2. Description of Related Art
Traditional well drilling requires the use of drill casing liners when retrieving fluids such as oil to prevent the mixture of grains and particles with the fluid. These liners present an additional financial cost to the well completion operation, in addition to the time required to put them in place. Another problem associated with traditional drilling occurs when water is encountered in the formations being drilled. Keeping this water out of the well and preventing it from mixing with the oil can be a significant problem.
The use of lasers for the purpose of producing boreholes to enable the extraction of liquid and gaseous fuels from underground formations is well-known in the art. U.S. Pat. No. 4,066,138 to Salisbury et al. teaches an earth boring apparatus mounted above ground that directs an annulus of high powered laser energy downwardly for boring a cylindrical hole by fusing successive annular regions of the stratum to be penetrated at a power level that shatters and self-ejects successive cores from the hole.

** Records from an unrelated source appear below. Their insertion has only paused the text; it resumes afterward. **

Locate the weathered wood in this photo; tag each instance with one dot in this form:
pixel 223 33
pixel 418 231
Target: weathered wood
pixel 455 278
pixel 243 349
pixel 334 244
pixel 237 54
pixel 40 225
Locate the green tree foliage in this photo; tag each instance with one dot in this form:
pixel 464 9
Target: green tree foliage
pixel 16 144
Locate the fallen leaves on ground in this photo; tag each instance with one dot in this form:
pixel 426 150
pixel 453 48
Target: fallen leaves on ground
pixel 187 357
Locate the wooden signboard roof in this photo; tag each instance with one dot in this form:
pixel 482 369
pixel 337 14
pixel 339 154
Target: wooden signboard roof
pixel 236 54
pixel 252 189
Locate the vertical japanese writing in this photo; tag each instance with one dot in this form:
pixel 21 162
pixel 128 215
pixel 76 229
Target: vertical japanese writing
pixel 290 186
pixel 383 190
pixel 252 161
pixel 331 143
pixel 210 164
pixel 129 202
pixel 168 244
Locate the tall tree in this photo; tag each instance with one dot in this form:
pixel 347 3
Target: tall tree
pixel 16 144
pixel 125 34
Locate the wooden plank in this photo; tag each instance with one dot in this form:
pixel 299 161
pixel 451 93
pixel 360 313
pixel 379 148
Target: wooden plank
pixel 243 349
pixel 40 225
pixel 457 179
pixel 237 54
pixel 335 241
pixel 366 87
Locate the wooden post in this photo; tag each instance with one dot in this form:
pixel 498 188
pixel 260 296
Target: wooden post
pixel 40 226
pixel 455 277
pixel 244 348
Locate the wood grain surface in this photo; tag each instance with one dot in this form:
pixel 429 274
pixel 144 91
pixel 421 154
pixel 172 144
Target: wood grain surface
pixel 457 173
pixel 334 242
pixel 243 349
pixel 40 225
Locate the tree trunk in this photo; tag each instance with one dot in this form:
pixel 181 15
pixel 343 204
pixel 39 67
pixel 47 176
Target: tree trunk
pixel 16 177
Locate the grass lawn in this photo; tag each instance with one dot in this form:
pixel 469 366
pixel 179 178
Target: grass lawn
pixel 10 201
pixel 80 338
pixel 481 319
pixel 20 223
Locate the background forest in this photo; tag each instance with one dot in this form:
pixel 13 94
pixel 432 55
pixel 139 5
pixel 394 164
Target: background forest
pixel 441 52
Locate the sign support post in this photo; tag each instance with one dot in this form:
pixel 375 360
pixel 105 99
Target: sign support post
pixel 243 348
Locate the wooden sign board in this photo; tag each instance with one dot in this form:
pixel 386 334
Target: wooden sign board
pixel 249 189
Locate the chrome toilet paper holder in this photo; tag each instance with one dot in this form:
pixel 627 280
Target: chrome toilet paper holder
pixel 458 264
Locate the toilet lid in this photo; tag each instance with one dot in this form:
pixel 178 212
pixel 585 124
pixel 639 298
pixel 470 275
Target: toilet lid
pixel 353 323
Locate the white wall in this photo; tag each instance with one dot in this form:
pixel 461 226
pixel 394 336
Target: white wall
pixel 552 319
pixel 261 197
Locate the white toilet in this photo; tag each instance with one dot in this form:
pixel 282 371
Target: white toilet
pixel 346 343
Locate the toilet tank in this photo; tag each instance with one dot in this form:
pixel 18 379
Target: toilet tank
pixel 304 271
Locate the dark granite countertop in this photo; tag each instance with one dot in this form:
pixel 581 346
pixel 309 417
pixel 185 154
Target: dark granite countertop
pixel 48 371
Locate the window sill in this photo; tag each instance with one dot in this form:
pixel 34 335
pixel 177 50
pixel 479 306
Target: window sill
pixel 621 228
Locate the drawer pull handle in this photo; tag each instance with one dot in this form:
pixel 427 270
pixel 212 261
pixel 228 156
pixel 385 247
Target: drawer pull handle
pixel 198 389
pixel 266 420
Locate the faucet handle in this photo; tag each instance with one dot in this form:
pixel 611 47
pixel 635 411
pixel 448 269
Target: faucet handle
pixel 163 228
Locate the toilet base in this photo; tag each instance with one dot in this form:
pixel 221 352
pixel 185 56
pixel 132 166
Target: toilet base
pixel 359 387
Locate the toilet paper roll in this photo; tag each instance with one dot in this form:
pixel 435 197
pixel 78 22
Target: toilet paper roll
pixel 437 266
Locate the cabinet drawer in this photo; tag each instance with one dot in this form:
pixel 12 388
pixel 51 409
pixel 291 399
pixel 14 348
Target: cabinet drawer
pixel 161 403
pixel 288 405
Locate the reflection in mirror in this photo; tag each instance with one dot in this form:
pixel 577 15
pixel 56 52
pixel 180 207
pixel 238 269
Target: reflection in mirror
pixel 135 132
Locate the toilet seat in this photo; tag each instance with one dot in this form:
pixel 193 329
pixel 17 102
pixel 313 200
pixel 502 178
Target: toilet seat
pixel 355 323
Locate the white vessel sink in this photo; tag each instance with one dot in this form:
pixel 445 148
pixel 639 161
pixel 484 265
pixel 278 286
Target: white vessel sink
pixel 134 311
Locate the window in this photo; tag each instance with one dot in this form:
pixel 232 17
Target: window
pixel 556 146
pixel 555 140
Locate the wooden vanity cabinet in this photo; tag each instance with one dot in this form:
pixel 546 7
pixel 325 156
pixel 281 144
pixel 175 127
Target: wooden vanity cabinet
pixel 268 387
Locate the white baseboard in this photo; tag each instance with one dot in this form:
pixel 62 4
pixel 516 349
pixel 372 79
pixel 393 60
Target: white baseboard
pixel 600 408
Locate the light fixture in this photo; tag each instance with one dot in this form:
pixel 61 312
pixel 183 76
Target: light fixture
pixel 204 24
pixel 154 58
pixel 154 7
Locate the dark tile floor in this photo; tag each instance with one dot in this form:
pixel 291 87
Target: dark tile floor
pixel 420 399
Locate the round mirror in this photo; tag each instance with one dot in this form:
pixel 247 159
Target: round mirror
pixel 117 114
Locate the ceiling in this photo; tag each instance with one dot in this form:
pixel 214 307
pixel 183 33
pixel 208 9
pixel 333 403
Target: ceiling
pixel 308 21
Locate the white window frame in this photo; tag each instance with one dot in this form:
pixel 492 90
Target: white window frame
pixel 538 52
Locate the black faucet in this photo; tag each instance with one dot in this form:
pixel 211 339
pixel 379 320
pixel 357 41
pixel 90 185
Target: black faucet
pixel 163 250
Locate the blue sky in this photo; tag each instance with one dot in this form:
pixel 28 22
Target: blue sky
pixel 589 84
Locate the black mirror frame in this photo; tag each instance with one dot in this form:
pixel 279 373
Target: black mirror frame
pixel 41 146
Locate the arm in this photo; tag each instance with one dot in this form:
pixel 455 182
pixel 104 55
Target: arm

U.S. Pat. No. 4,282,940 to Salisbury et al. teaches an apparatus for perforating oil and gas wells. Using this method, a high-powered coherent light beam is axially directed along the borehole to a predetermined depth and deflected along a beam axis. The beam is focused to concentrate at each of a plurality of spaced focal points along the deflected beam. This, in turn, is said to provide a significant increase in the distance that calculated oil or gas bearing formations can be perforated, thereby increasing the yield by more conventional means.
The use of lasers for drilling is also taught by U.S. Pat. No. 4,113,036 to Stout in which underground boreholes are drilled through a formation from a plurality of vertical boreholes by use of laser beams to form a subsurface, three-dimensional bore passage pattern for in situ preparation of fossil fuel deposits to be recovered and a laser beam is projected vertically through an angularly adjusted tubular housing inserted into each borehole from which a reflected drilling beam is laterally directed by an angularly adjusted reflector to form a bore passage; U.S. Pat. No. 3,871,485 to Keenan, Jr. in which a laser beam generator positioned in a wellhole is electrically connected to an inhole voltage generator actuated by drilling mud or other liquid passing through a laser beam housing connected to the drill string and a reflecting crystal for the laser beam is positioned within the laser beam housing to reflect the beam in an elliptical pattern across the formation to be penetrated; U.S. Pat. No. 4,090,572 to Welch in which a laser beam for drilling gas, oil or geothermal wells in geological formations and for “fracing” the pay zones of such wells to increase recovery is projected into a wellbore along a beam guide so as to make available laser energy adequate to melt or vaporize the formation under downhole conditions; and U.S. Pat. No. 5,107,936 to Foppe in which a gap defining the outer profile of a borehole is melted down and the drill core surrounded by this gap is extracted at intervals through the melting zone. None of these references describes ways in which the conventional drill casing liner can be eliminated.
Accordingly, it is one object of this invention to provide a method and apparatus for drilling wells which eliminates the requirement of conventional drilling operations of installing drill casing liners.
It is another object of this invention to provide a method and apparatus for drilling wells which addresses problems associated with water encountered in the formations being drilled.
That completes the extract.